Jeanne Evrard

Une femme du littoral marckois au XVIIᵉ siècle

La généalogie de la famille Agneray ne peut être comprise sans s’arrêter sur la figure de Jeanne Evrard, épouse de François Agneray et mère de l’ensemble de sa descendance connue. Contrairement à de nombreuses femmes de cette période, Jeanne Evrard est relativement bien documentée par les sources paroissiales, ce qui permet de restituer avec précision les grandes lignes de sa vie.

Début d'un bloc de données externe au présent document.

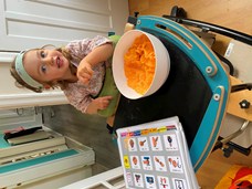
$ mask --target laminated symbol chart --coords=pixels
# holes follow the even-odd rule
[[[177,116],[119,128],[117,136],[127,188],[199,188]]]

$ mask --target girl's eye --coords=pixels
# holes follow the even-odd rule
[[[46,56],[46,54],[45,54],[44,51],[41,51],[41,52],[40,52],[40,55],[41,55],[41,57],[43,57],[43,59]]]
[[[41,71],[42,71],[43,73],[45,73],[45,72],[46,72],[46,65],[42,65],[42,66],[41,66]]]

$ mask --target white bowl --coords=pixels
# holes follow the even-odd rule
[[[139,94],[127,85],[127,78],[124,72],[124,55],[132,46],[135,39],[141,34],[147,35],[147,38],[150,40],[156,56],[154,78],[145,94]],[[129,99],[137,99],[154,94],[166,82],[170,71],[170,57],[166,46],[160,42],[159,39],[140,30],[130,30],[122,35],[115,46],[112,69],[114,80],[119,92]]]

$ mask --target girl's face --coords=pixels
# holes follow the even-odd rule
[[[70,62],[56,50],[31,50],[24,54],[23,66],[40,83],[71,80]]]

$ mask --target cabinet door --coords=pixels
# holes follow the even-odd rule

Ce que l’on sait de Jeanne Evrard

Jeanne Evrard est née le 11 juin 1634 à Marck, dans le Pas-de-Calais. Son baptême est attesté par les registres paroissiaux de la commune, conservés pour cette période. Elle est la fille d’Antoine Evrard et de Guillemette Beuvry, un couple bien implanté localement.

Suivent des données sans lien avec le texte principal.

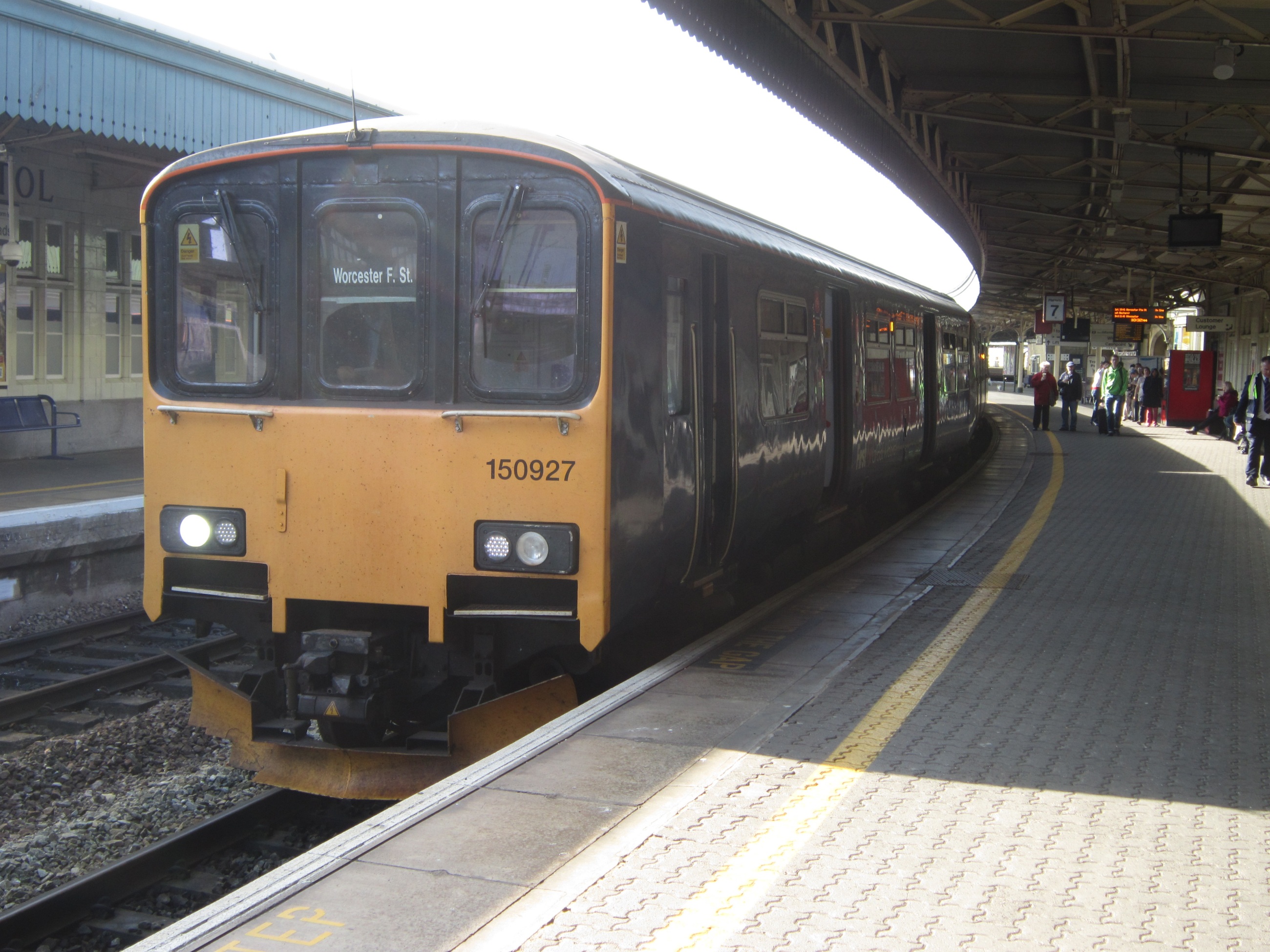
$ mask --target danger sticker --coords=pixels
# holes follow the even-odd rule
[[[177,260],[182,264],[198,261],[198,226],[177,226]]]
[[[626,222],[617,222],[617,235],[613,244],[617,245],[617,264],[626,264]]]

Elle appartient à une fratrie nombreuse, caractéristique des familles littorales du XVIIᵉ siècle. Plusieurs de ses frères et sœurs se marient et fondent à leur tour des familles à Marck ou dans les environs, révélant un réseau familial dense et durablement enraciné dans la paroisse.

Jeanne Evrard décède à Marck le 17 juin 1693, à l’âge de 59 ans. Son décès est attesté par un acte paroissial conservé, qui clôt une vie entièrement inscrite dans le cadre de cette communauté littorale.

Union avec François Agneray

Jeanne Evrard épouse François Agneray vers 1652, très probablement à Marck.
L’acte de mariage n’a pas été retrouvé, mais cette lacune s’explique par les interruptions et pertes de registres pour cette période. La date de l’union est toutefois solidement déduite de la chronologie des naissances du couple.

Au moment de son mariage, Jeanne Evrard est âgée d’environ 18 ans, tandis que François Agneray est sensiblement plus âgé. Ce type d’union, avec un écart d’âge marqué, n’est pas exceptionnel dans les milieux maritimes, où l’établissement familial peut intervenir tardivement pour les hommes.

Maternité et descendance

De son union avec François Agneray, Jeanne Evrard donne naissance à huit enfants, tous baptisés à Marck entre 1652 et 1670. Cette continuité spatiale témoigne d’une stabilité résidentielle forte, malgré l’activité maritime de son époux.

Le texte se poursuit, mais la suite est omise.